Charlie Harper – Two and a Half Men


What makes this death so memorable isn’t really the death itself (which we don’t even get to see). The reason that no one will ever forget the death of Charlie Harper has more to do with the actor that portrayed him than anything the writers could have written as a way to kill him off. Watching Charlie Sheen’s tiger-blood-fueled spiral down to “winning” status (and subsequent being fired by the network) had everyone prepared for Charlie Harper’s death on Two and a Half Men. The only unknowns in this equation was the exact method the writers would use to kill his character off – especially as he wouldn’t be able to be there to act out the scene himself – and, of course, which actor they would get to fill the void left by Sheen’s character.
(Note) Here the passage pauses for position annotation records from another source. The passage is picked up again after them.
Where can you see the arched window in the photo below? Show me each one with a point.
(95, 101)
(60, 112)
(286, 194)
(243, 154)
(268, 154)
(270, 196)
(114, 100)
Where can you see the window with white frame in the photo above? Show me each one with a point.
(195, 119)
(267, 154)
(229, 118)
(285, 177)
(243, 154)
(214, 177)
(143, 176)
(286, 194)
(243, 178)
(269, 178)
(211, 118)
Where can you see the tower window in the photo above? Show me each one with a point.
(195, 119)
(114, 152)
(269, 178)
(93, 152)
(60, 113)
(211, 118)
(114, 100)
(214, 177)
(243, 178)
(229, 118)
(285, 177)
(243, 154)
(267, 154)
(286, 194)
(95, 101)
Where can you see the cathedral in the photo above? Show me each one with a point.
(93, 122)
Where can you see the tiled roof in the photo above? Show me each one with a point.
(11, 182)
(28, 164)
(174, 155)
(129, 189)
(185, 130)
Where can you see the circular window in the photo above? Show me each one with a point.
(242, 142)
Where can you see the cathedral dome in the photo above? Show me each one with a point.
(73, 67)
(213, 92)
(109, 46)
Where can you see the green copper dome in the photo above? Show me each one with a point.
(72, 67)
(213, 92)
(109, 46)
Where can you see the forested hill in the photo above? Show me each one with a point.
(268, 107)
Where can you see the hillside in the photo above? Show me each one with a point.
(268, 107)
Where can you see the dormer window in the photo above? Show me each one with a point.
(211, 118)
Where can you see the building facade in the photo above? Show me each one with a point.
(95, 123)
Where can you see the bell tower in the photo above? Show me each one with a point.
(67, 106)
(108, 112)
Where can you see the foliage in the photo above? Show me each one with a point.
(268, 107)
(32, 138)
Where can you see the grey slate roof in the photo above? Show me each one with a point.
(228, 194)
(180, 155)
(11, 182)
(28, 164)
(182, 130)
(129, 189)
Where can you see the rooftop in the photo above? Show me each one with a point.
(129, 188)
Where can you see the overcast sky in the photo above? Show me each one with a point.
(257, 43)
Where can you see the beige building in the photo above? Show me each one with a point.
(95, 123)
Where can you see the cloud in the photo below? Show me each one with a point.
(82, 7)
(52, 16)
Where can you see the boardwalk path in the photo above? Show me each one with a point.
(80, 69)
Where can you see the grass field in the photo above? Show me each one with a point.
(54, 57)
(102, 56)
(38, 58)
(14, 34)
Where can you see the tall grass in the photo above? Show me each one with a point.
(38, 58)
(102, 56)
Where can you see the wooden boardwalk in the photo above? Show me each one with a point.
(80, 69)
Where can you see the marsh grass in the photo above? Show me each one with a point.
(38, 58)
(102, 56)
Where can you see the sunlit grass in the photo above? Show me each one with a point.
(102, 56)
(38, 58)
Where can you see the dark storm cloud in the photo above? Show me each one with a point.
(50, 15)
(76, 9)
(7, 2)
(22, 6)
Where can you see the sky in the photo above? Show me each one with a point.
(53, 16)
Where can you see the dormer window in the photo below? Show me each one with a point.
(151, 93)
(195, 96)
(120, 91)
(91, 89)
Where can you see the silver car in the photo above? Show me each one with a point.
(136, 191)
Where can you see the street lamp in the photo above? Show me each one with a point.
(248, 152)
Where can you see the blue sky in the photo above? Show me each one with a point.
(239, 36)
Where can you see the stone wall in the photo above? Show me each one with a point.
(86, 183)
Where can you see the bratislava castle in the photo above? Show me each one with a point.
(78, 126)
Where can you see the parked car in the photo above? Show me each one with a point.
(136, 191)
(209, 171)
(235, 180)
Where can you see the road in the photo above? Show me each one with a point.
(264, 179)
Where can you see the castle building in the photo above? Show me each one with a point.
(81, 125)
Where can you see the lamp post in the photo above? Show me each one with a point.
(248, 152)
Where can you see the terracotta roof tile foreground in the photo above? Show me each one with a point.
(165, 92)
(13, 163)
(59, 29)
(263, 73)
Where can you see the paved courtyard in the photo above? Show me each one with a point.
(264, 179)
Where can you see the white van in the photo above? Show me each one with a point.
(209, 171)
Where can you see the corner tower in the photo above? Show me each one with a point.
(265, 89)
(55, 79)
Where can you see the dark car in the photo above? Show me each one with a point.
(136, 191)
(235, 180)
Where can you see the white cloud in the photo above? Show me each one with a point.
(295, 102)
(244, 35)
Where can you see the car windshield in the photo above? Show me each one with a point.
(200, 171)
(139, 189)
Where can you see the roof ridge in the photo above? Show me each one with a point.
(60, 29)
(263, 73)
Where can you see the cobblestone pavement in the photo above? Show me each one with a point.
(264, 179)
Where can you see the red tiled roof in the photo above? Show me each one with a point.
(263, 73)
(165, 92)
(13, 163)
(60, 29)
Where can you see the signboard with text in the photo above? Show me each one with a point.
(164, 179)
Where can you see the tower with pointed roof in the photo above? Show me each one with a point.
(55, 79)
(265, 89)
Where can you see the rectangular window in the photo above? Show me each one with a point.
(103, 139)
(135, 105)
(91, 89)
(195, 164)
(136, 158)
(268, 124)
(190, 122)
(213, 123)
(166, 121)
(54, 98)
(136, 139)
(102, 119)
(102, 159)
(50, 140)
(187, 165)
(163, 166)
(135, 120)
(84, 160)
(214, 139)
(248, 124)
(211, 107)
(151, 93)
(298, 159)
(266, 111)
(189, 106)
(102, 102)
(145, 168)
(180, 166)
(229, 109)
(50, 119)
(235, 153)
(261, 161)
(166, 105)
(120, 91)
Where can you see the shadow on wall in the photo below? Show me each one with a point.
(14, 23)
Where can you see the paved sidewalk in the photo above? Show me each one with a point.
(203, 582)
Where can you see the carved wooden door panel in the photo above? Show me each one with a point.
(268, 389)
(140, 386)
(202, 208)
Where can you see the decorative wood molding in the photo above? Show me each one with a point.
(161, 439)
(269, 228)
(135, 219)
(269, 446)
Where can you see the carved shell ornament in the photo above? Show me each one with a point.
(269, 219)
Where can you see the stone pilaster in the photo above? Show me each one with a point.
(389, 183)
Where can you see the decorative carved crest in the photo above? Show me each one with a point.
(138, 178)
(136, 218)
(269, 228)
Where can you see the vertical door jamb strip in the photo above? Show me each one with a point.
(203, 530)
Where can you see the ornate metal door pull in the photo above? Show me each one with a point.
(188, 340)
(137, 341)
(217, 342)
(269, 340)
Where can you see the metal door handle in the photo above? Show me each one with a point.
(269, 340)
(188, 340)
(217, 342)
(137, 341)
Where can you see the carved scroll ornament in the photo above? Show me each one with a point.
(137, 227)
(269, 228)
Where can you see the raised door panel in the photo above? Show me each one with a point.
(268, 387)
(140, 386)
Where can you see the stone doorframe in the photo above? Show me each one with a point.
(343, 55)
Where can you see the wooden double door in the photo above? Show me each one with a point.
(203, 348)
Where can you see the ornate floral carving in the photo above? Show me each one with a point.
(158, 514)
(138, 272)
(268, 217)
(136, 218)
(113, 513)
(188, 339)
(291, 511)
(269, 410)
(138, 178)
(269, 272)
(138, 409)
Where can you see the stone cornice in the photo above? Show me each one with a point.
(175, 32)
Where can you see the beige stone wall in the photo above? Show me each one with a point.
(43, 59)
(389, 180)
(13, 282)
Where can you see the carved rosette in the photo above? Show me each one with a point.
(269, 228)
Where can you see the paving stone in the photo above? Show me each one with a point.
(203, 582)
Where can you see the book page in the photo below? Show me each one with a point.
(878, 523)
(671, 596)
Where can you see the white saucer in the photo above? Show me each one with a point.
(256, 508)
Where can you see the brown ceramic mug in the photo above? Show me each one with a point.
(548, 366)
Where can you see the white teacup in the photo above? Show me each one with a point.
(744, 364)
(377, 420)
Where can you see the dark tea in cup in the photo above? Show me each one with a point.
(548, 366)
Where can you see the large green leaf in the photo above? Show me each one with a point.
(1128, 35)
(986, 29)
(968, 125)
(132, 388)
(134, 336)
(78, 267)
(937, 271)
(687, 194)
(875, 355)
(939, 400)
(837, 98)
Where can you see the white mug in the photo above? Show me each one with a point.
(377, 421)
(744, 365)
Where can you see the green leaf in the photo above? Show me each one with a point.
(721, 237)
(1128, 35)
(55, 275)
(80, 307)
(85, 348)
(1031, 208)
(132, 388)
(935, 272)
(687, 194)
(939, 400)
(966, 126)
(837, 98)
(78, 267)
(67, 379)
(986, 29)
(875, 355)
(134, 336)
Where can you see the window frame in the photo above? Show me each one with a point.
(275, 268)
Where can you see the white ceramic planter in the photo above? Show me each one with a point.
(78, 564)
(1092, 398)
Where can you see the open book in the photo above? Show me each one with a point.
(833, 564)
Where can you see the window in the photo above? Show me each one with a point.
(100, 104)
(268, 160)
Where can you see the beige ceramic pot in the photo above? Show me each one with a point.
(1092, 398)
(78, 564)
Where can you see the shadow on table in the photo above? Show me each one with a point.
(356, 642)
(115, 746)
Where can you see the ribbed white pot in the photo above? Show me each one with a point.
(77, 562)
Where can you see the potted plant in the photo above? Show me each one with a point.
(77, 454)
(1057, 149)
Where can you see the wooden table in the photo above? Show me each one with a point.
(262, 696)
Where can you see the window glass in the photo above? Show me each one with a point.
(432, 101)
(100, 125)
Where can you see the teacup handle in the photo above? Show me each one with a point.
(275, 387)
Buffy Summers – Buffy the Vampire Slayer


No, we’re not talking about that time in Season 1 where the Master dropped her in a puddle and she drowned. In what was one of the most emotional scenes on television, Buffy sacrificed her life to save the world (again) at the end of Season 5. What made this scene so memorable wasn’t just her death itself, but the reaction for everyone else once they realized she was gone. These friends – family, really – who had been there with her through everything found their world upside down when they saw her lifeless body lying on the ground. Buffy’s voice-over speech – and the infamous quote “the hardest thing in this world is to live in it” – contributed to making this scene that much more emotional. However, the truly harrowing part was watching the impact of her death sink in to each person there.